At 67 years old, the New Jersey-born lifelong horse trainer has “retired” into full-time artistry from his home in upstate New York. In 1980, after a decade of on-the-road horse racing circuits, he took a stationary trainer job and relocated there to raise his children, moving into a modest home on idyllic, privately owned farmland. Residential development companies have since built out the surrounding acreage, with his lot having been written into the contracts for sales of the property three times over.
Most recently, with a new home being erected on the gated community he’s circumstantially – and comparatively, modestly – a part of, Andy has found both inspiration and obsession in the dumpsters of excess construction materials on the build site.
Andy’s art practice exists squarely within the outsider art movement. His work reminiscences of Hawkins Bolden’s found-medium assemblages, or Richard Shaw’s porcelain renditions of the mundane, complete with the whimsy of a street-art caricaturist. The sculptures he creates are assertions on culture – equally as substantial in form as they are in concept – and are heavily influenced by history, Western pop culture and, perhaps most prominently, music.

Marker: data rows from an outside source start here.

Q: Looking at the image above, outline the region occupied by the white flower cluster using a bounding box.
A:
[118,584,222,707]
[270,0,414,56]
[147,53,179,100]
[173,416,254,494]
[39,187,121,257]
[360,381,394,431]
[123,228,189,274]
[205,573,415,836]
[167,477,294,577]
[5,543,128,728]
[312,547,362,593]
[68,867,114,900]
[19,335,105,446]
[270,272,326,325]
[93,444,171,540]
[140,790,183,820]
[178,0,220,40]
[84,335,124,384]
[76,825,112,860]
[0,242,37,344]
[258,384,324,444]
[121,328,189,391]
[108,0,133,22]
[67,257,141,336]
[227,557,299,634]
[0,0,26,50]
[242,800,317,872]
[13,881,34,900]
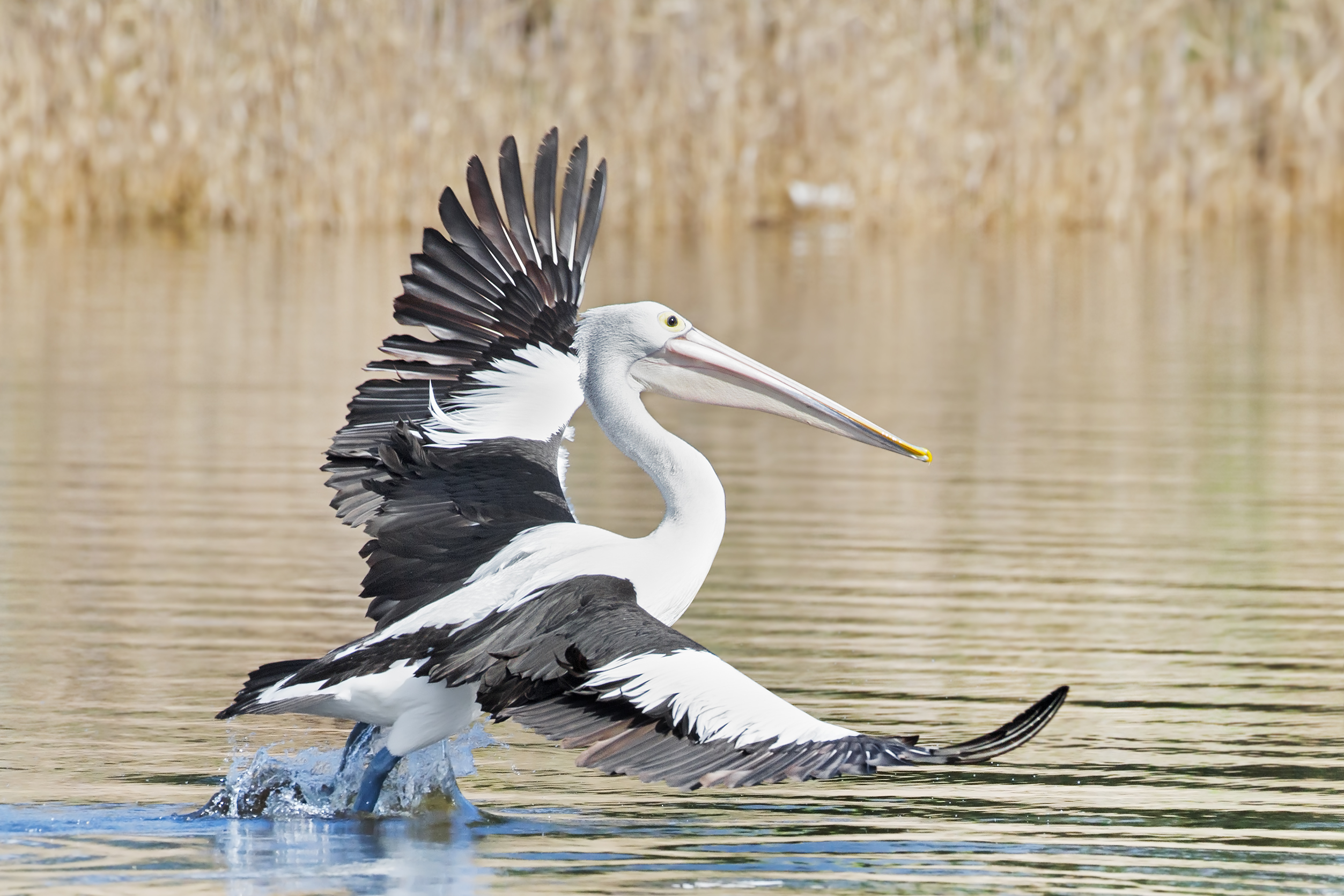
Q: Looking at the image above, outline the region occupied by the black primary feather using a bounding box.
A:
[559,137,587,263]
[322,129,606,626]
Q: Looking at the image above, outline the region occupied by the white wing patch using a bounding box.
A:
[586,648,858,747]
[426,345,584,447]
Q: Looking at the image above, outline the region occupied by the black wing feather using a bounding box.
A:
[559,137,587,269]
[322,129,605,626]
[500,137,540,265]
[532,128,560,261]
[228,575,1068,789]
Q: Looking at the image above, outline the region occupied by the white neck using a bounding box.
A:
[582,364,726,625]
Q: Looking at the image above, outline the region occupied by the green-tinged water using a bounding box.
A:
[0,227,1344,894]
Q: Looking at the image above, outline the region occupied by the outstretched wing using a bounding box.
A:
[322,129,606,627]
[228,575,1068,790]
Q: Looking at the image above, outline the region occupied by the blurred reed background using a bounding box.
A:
[0,0,1344,231]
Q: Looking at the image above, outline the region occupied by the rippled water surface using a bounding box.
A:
[0,228,1344,893]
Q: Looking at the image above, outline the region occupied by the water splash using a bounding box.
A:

Alongside creating art and working with world-renowned race horses, Andy has also been a life-long “sofa” music-maker himself, particularly songwriter and guitarist. Add that to the list of his other professional and/or recreational pursuits over the years: industrial designer, vintage furniture and one-of-a-kind “junk” dealer, USPS mailperson, manure scooper, illustrator, forager, farmhand, property manager and – most proudly – father.
He keeps a notebook bedside, each night falling asleep as he jots out his musings. He will continue to do so, turning thoughts into art (which he will not call it) until he runs out of ideas, stuff, or fumes – whichever’s first.